The sacrifices of the revolution, he said, brought a renewed national consciousness, which brought about the insistence that power must answer to the people, stressing that "They bought us the foundations upon which the Fourth Republic was eventually built".
He said, “perhaps most significantly, they gave us the example of the year 2000 — when President Rawlings, after long years at the helm, accepted the verdict of the people and helped set the heart of the nation at ease through a peaceful transfer of power.
Even after the electorate delivered a clear verdict on the previous administration, he said it should concern all “that there are still Ghanaians who wonder whether we truly represent a different standard of public service.”
The questions
These questions, Mr Totobi Quakyi said, must disturb every true cadre, every party elder, every minister, every appointee, every constituency executive and every young person who carries the NDC card with pride.

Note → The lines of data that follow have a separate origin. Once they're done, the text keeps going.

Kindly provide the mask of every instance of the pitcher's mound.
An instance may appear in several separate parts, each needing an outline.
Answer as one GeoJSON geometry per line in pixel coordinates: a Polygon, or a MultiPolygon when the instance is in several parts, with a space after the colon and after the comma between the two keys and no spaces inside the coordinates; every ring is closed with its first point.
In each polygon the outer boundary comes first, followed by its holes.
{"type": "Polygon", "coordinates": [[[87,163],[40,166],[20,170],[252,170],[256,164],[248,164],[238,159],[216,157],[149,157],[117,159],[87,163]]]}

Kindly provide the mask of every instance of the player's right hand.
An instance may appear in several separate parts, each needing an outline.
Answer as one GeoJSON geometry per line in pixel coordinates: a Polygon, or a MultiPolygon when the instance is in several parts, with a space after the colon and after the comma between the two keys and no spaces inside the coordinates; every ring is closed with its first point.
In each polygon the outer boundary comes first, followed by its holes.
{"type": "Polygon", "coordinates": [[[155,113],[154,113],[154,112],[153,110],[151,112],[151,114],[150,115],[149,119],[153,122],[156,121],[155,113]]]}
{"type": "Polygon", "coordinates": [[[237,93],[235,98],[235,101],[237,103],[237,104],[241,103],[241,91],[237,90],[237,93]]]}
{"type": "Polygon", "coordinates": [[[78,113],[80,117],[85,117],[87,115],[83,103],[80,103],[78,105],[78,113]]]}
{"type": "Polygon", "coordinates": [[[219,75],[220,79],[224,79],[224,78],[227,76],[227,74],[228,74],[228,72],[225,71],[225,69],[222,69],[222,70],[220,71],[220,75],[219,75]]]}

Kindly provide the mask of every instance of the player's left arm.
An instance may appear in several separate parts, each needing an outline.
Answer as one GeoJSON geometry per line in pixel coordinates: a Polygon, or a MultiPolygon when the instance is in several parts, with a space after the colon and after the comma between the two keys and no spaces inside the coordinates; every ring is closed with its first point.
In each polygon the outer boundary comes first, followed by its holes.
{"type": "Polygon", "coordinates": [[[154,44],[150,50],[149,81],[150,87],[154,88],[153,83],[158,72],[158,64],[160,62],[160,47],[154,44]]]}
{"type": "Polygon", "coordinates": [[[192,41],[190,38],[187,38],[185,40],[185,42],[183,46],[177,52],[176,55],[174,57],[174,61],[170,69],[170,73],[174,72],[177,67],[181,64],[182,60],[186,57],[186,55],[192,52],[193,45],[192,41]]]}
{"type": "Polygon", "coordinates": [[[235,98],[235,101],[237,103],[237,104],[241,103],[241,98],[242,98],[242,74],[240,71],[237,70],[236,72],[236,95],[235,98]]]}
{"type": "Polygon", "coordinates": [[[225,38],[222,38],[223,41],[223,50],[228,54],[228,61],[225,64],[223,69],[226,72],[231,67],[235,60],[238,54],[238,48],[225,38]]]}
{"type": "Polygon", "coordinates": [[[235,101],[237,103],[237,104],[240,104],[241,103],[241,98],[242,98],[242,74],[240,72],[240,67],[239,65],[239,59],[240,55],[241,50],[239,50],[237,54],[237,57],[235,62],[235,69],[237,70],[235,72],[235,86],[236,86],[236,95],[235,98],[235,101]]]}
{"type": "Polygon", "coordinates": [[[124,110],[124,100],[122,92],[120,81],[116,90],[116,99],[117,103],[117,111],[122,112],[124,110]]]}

“Because the danger before us is not that we might lose an election.
Parties win and lose.
That is the nature of democracy.
The greater danger is that we may help convince the Ghanaian people that the two dominant parties are, in the end, the same,” he said.
As a country and members of the party, “we must remember that when citizens conclude that all parties are alike, they do not merely reject politicians.
They begin to reject the democratic system itself.